Is Climate a Material Risk? Here’s What Companies Are Really Reporting

According to Bloomberg Businessweek, the Facebook data storage facility in Luleå, Sweden is "By all public measures, [is] the most energy-efficient computing facility ever built." Photographer: Simon Dawson/Bloomberg

How many companies think climate change will have a material impact on their business? Not too many, apparently. Roughly half of the 3,000 biggest publicly traded companies in the U.S. say mum’s the word, reporting zilch in their annual filings to U.S. regulators.

A new online tool makes it easy to find which companies are disclosing climate-change risks -- both the direct impacts to the environment and indirect risks from tougher curbs on pollution. The tool, created by investment-advisory group Ceres and CookESG Research, scours SEC filings of the biggest American companies, included in the Russell 3000 index.

“This tool is an important step in making it easier for investors to analyze corporate data that’s available and what’s still missing,” said Mindy Lubber, president of Ceres, a nonprofit advocacy group that focuses on corporate sustainability.

The operative words here being “still missing.”

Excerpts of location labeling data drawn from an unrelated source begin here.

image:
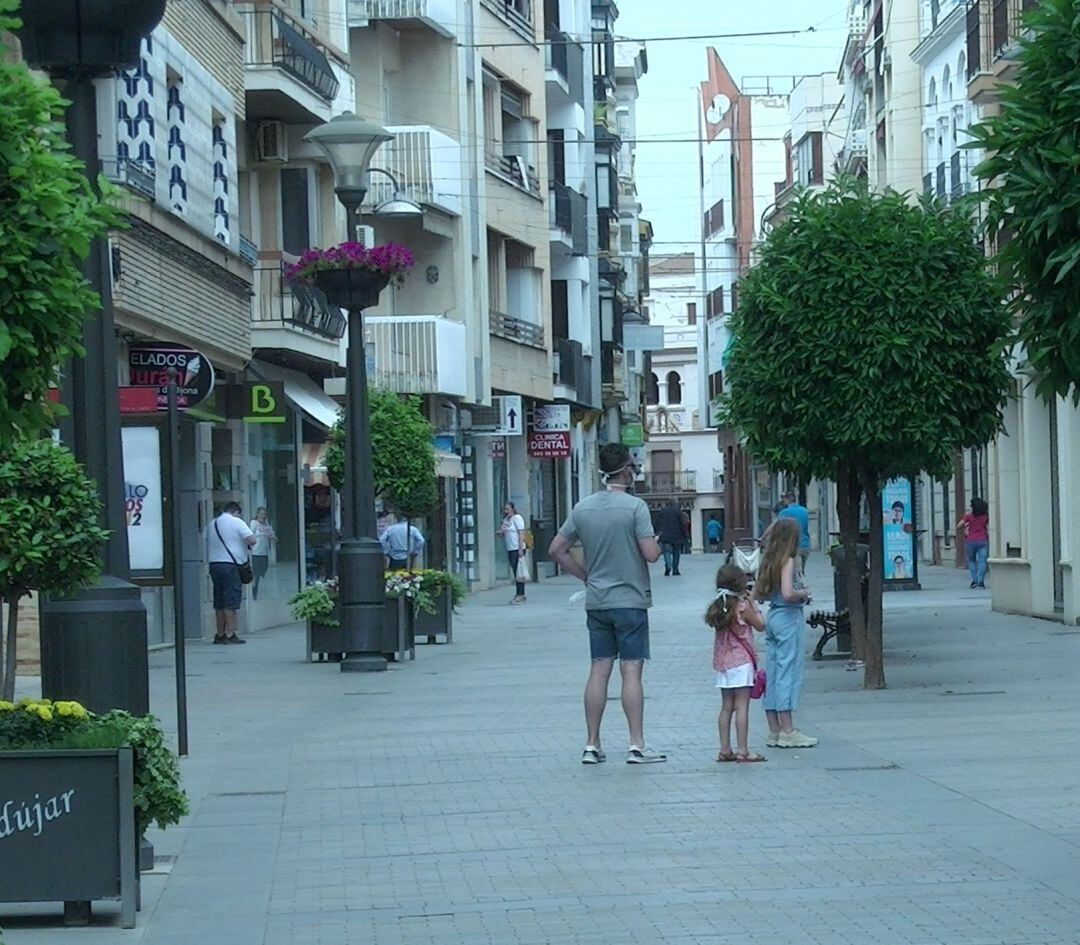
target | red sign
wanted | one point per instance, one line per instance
(550, 445)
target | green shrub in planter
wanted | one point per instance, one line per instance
(37, 725)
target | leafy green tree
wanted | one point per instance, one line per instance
(50, 540)
(868, 343)
(1031, 198)
(403, 456)
(49, 217)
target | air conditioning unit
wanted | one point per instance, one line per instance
(270, 142)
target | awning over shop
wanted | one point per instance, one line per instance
(304, 393)
(448, 466)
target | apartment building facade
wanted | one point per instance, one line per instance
(1035, 517)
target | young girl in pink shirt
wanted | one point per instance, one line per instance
(733, 616)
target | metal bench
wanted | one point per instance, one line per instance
(833, 623)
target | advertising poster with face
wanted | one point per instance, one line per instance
(898, 530)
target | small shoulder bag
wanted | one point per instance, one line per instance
(246, 574)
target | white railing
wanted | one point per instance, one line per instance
(427, 163)
(440, 15)
(418, 354)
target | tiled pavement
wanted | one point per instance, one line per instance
(443, 801)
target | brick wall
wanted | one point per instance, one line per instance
(213, 35)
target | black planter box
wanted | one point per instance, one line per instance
(67, 829)
(328, 642)
(441, 622)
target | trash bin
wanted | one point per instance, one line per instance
(840, 584)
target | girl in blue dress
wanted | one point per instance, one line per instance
(780, 582)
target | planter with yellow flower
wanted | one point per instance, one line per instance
(77, 791)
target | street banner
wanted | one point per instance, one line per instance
(899, 530)
(143, 499)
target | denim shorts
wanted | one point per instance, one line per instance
(228, 590)
(622, 633)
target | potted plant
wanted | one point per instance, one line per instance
(77, 792)
(446, 591)
(51, 540)
(351, 275)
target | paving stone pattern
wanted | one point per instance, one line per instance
(444, 801)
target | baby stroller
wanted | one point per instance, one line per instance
(746, 554)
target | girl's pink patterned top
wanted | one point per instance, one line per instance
(727, 651)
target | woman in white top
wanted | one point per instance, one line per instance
(260, 551)
(513, 535)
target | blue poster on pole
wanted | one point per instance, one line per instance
(899, 530)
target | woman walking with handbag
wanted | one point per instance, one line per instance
(513, 536)
(779, 581)
(734, 617)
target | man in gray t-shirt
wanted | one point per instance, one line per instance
(618, 543)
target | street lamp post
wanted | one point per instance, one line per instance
(94, 644)
(349, 144)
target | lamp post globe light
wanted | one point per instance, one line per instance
(93, 644)
(349, 144)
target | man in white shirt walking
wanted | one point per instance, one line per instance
(228, 543)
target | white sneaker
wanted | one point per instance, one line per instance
(795, 739)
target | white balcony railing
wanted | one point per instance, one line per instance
(440, 15)
(427, 164)
(418, 354)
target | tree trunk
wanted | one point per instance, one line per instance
(848, 494)
(874, 677)
(11, 649)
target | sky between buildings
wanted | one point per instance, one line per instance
(667, 173)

Companies are facing increasing pressure from investors to report on their exposure to climate change, but few standards describe where and when it’s required. Some companies, like Google Inc. and Apple Inc. issue extensive voluntary reports about carbon footprints and renewable energy, but such terms don’t show up on a search of their annual 10-K reports that are required by U.S. securities law.

The SEC issued guidance in 2010 that said companies must release information about material risks from climate change and related regulations in their annual filings. It was more a reminder than a new standard, though, as companies were always required to disclose material risks. The guidance wasn’t a game changer: While the number of companies mentioning climate risks in their 10-Ks have increased, according to Ceres, the disclosures have actually become less specific in recent years.

Perhaps the biggest impediment to disclosure is determining which risks and opportunities are “material.” Groups like the Sustainability Accounting Standards Board are working to develop industry-specific disclosure standards to be integrated in SEC filings. SASB this year named as chairman Michael Bloomberg, former New York Mayor and founder of Bloomberg LP.

Electrical power companies provide more information about climate change than most other industries, according to Ceres. EMC Corp, the world’s biggest maker of storage computers, also stands out for the level of detail in its disclosures, including the scientific basis for its plan to reduce emissions by 80 percent and an admission that the company recently missed an internal target:

"While we missed our goal of a 40% reduction in energy consumed per employee from 2005 to 2012," EMC's filing says, "we are pleased to have achieved a 35 percent per employee reduction given the expansion of our product portfolio."

The company may have been 5 percentage points shy of its target, but its disclosure speaks volumes about how the company is approaching the material challenge of climate change.